Staffing crisis capacity: a different approach to healthcare resource allocation for a different type of scarce resource
Severe staffing shortages have emerged as a prominent threat to maintaining usual standards of care during the COVID-2019 pandemic. In dire settings of crisis capacity, healthcare systems assume the ethical duty to maximise aggregate population-level benefit of existing resources. To this end, existing plans for rationing mechanical ventilators and intensive care unit beds in crisis capacity focus on selecting individual patients who are most likely to survive and prioritising these patients to receive scarce resources.
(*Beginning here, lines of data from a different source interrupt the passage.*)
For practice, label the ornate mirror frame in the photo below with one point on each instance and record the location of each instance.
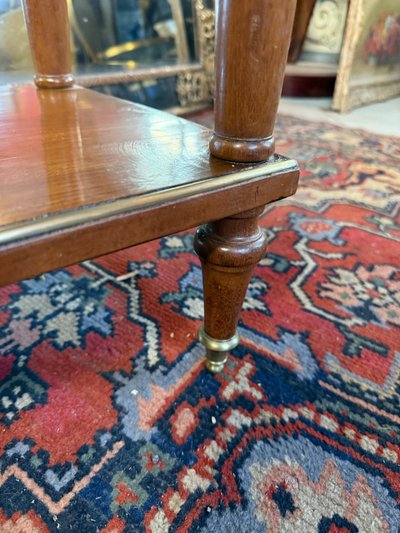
(193, 80)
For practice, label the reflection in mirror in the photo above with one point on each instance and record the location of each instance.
(150, 51)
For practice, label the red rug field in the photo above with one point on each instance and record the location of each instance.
(110, 422)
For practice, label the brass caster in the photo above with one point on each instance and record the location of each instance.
(217, 350)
However, staffing capacity is conceptually different from availability of these types of discrete resources, and the existing strategy of identifying and prioritising patients with the best prognosis cannot be readily adapted to fit this real-world scenario. We propose that two alternative approaches to staffing resource allocation offer a better conceptual fit: (1) prioritise the worst off: restrict access to acute care services and hospital admission for patients at relatively low clinical risk and (2) prioritise staff interventions with high near-term value: universally restrict selected interventions and treatments that require substantial staff time and/or energy but offer minimal near-term patient benefit. These strategies—while potentially resulting in care that deviates from usual standards–support the goal of maximising the aggregate benefit of scarce resources in crisis capacity settings triggered by staffing shortages. This ethical framework offers a foundation to support institutional leaders in developing operationalisable crisis capacity policies that promote fairness and support healthcare workers.